The credit line, which is expected to be approved shortly by the executive board of the IDB, will include mechanisms to ensure fast disbursement. Countries will be able to use the funds to strengthen their social protection networks and improve agricultural productivity.

“The risk for the region is very real,’’ said IDB president Luis Alberto Moreno. “If nothing is done, the hard-won gains in the fight against poverty could be undermined.’’

Between January of 2006 and March of this year, worldwide food prices jumped 68 percent on average. The rise has been especially steep for some basic food items. The price of rice doubled, corn increased 128 percent and wheat soared 163%.

“Fortunately, the full impact of external prices will take some time to filter into domestic markets,” said Moreno. “In the meantime, the region has a window of opportunity to implement measures that protect the most vulnerable and encourage greater domestic food production. The region should use this window as an opportunity to further develop its agricultural sector and improve its competitiveness.”

He explained that poor people spend a large portion of their income on food, and that without counter-measures, the impact of rising prices could be especially severe for people in Central America, the Caribbean, and other nations that depend on imported foods.

For example, Moreno said the poorest 10 percent of the Costa Rican population allots 37 percent of its household budget to buy food.

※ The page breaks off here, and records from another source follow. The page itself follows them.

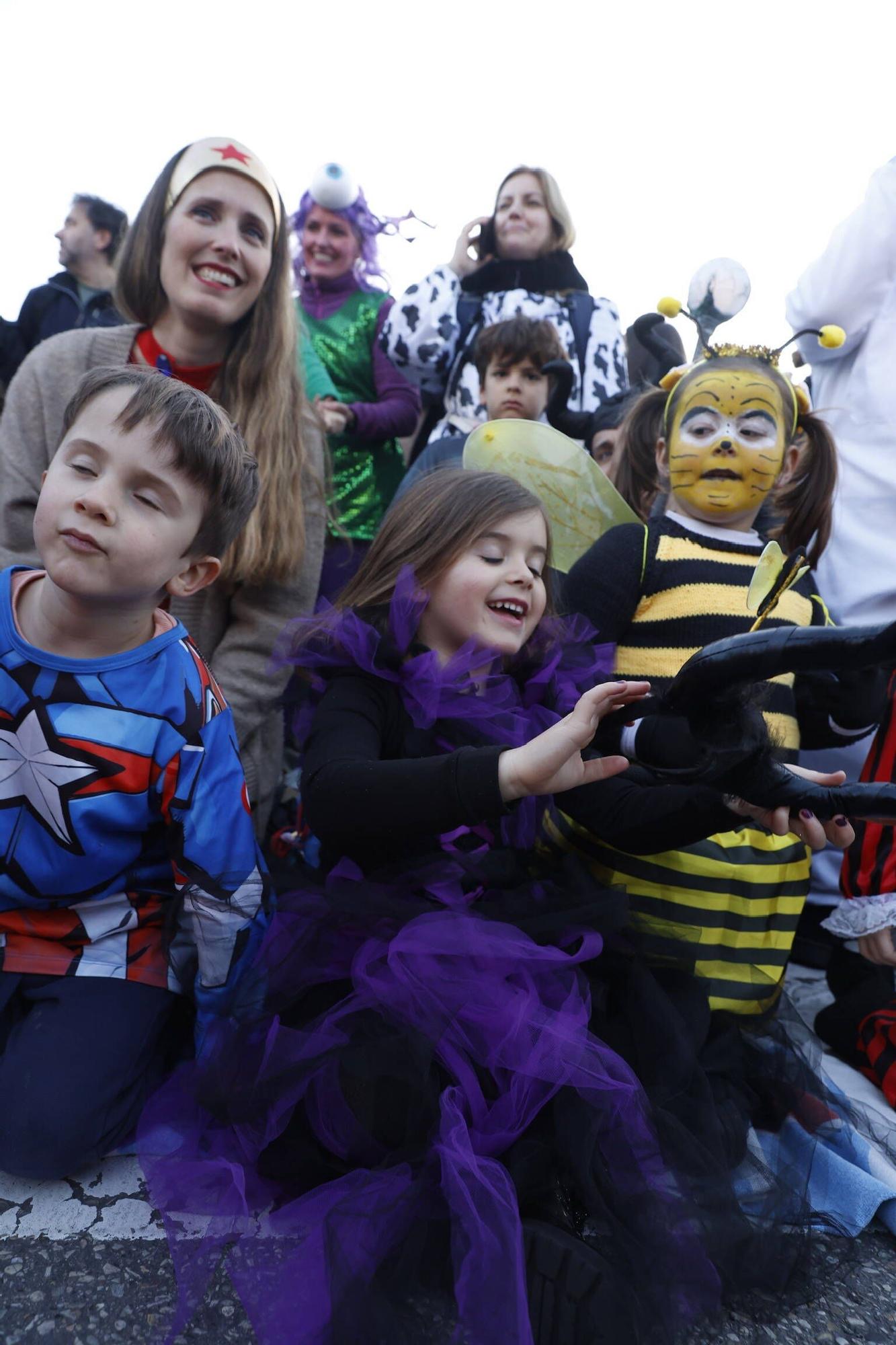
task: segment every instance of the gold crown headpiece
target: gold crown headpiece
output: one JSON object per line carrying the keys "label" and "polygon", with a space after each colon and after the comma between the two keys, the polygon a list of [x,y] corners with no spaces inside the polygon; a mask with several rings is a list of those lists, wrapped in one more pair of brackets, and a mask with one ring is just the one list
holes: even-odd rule
{"label": "gold crown headpiece", "polygon": [[[803,327],[802,331],[795,332],[788,340],[782,346],[736,346],[726,342],[721,346],[710,346],[706,340],[704,330],[700,324],[700,319],[696,317],[678,299],[671,299],[666,296],[661,299],[657,304],[657,311],[663,315],[663,317],[678,317],[679,315],[690,319],[700,334],[700,340],[702,344],[701,360],[708,359],[759,359],[771,369],[778,370],[778,360],[784,350],[791,346],[800,336],[818,336],[818,344],[823,346],[825,350],[837,350],[846,340],[846,332],[842,327],[837,327],[834,323],[827,323],[825,327]],[[670,369],[659,379],[659,386],[666,389],[669,397],[666,398],[666,409],[663,412],[663,421],[666,428],[669,428],[669,410],[673,399],[673,393],[677,383],[697,367],[698,360],[693,364],[679,364],[677,369]],[[783,375],[782,375],[783,377]],[[811,410],[811,402],[809,399],[809,391],[802,383],[794,383],[790,378],[784,378],[784,382],[791,390],[794,398],[794,422],[791,425],[791,434],[796,432],[796,422],[800,416]]]}

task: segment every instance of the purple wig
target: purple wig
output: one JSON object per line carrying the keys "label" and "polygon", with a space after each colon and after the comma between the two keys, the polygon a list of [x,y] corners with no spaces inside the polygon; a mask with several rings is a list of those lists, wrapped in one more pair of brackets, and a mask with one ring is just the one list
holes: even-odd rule
{"label": "purple wig", "polygon": [[[311,207],[320,204],[313,199],[309,191],[307,191],[301,200],[299,202],[299,210],[295,215],[291,215],[291,225],[296,235],[296,242],[299,243],[295,260],[293,270],[296,273],[296,281],[301,285],[304,278],[304,257],[301,252],[301,231],[305,227],[305,221],[311,214]],[[330,210],[328,206],[322,206],[322,210]],[[371,211],[363,191],[358,188],[358,195],[350,206],[344,210],[330,210],[331,215],[339,215],[351,227],[355,238],[361,245],[361,257],[355,262],[355,274],[358,277],[358,284],[362,289],[381,289],[385,288],[386,280],[379,265],[379,258],[377,256],[377,238],[379,234],[397,234],[398,226],[404,219],[412,219],[413,215],[400,215],[397,219],[379,219]],[[371,284],[373,280],[382,281],[382,285]]]}

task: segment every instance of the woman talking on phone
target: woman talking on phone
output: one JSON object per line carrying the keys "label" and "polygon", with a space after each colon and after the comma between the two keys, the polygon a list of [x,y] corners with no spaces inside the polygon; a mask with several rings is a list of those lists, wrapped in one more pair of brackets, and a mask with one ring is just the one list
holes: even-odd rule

In Honduras, 84 percent of the family budget is spent on food.

A sustained increase of 30 percent of six basic food products – wheat, corn, beef, soya, sugar and rice – could push 26 million persons below the extreme poverty line, according to IDB estimates.

Measures recommended by Moreno to avoid this scenario include taking advantage of existing conditional cash transfer programs – which provide periodic stipends to parents who keep their children in school and ensure they get proper health care – or putting such mechanisms in place where none are available.

Half the countries in Latin America and the Caribbean have such conditional cash transfer initiatives. Moreno said governments in these countries should increase payments to offset rising food prices.

“These programs directly increase the purchasing power of the poor, instead of benefiting wealthier consumers, and they provide incentives for more production of food instead of penalizing farmers,’’ Moreno said.

Cash transfer programs also benefit childhood nutrition by improving the quantity and quality of foods purchased by households.

Moreno said countries should bolster their assistance to farmers by providing technical assistance, better credit access and improved port, road and irrigation infrastructure.

To implement these recommendations, the $500 million credit line will support projects that increase rural productivity and investments, and reduce distribution costs.

The IDB also stands ready to redirect previously approved loans to alleviate the impact of higher food prices.

In addition, the IDB has set aside at least $20 million of the Social Fund – a grants program aimed at alleviating poverty – to study ways in which early childhood nutrition and other government programs can be made more efficient.

Finally, the IDB also has access to fiduciary funds created by donor member countries that can be used to finance specific aspects of the food crisis.